La propuesta surge tras las críticas por la complejidad y el diseño de la primera elección popular de jueces y magistrados en 2025, que registró una participación cercana al 13%, en medio de señalamientos por boletas extensas y dificultad para identificar candidatos.
La vicepresidenta de la Cámara de Diputados, Kenia López Rabadán, advirtió que el Congreso enfrenta un plazo límite para aprobar cambios electorales antes de septiembre, cuando inicia formalmente el proceso federal de 2027, aunque consideró que la discusión es una oportunidad para corregir deficiencias de la reforma judicial de 2024.
Por su parte, la Asociación Nacional de Magistrados de Circuito y Jueces de Distrito (JUFED) afirmó que trasladar la elección a 2028 es “la confesión más clara de la inviabilidad del diseño original” y advirtió que, sin una corrección de fondo, se podría provocar “un colapso del sistema de impartición de justicia”.
El coordinador de Morena en San Lázaro, Ricardo Monreal Ávila, confirmó que la Comisión Permanente definirá el 21 de mayo la convocatoria a un periodo extraordinario, con la intención de discutir la reforma en comisiones y votarla al día siguiente en el pleno.

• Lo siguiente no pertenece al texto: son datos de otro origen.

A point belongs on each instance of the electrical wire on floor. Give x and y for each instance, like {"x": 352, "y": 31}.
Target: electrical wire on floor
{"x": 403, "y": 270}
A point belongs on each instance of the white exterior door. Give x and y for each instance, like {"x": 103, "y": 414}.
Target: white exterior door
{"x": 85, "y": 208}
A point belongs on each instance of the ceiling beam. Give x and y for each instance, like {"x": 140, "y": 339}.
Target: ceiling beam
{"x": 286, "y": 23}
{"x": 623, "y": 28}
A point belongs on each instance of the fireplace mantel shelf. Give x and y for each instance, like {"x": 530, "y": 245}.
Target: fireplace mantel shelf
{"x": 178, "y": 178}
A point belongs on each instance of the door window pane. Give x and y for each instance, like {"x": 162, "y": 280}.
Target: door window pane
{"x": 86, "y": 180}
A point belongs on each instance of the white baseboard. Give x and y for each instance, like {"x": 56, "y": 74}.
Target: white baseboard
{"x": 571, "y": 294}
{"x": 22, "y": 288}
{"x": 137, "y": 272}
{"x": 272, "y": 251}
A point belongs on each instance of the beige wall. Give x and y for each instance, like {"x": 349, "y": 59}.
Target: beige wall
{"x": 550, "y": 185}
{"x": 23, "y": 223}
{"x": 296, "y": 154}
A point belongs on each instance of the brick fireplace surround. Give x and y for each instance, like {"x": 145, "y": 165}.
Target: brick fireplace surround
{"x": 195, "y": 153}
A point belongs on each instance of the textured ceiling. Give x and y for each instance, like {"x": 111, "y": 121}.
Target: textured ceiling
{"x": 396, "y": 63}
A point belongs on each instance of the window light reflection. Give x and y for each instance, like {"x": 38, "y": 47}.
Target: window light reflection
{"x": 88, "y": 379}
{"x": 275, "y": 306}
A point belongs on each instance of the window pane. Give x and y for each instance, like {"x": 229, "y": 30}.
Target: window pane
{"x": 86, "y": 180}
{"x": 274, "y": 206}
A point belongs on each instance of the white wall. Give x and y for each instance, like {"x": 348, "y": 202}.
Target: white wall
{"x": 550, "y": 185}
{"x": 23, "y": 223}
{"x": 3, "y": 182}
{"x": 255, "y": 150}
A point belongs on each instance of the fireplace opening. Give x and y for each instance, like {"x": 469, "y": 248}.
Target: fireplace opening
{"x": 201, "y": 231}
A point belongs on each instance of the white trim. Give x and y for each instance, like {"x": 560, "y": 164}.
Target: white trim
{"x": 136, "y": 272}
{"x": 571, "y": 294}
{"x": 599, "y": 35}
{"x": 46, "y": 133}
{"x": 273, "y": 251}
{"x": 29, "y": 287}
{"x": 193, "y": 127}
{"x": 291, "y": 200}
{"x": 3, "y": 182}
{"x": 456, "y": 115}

El objetivo, dijo, es aprobarla antes de que concluya mayo, para enviarla al Senado y posteriormente a los congresos estatales para su ratificación.
Entre los cambios planteados se contempla reducir el número de aspirantes, evitar los llamados “acordeones” que orientan el voto y simplificar la votación ante la magnitud de cargos en disputa, que incluirían 463 magistrados de circuito, 385 jueces de distrito y más de 2 mil juzgadores locales.
La JUFED advirtió que una “reforma de la reforma” sin ajustes estructurales generará mayor incertidumbre jurídica, incremento de litigios y afectación a la carrera judicial, además de denunciar presunto hostigamiento administrativo y renuncias forzadas de juzgadores.
La discusión se dará en un contexto de tensión política, con el oficialismo defendiendo la necesidad de “perfeccionar” el modelo y la oposición señalando que el aplazamiento representa una admisión de fallas en la reforma aprobada en 2024.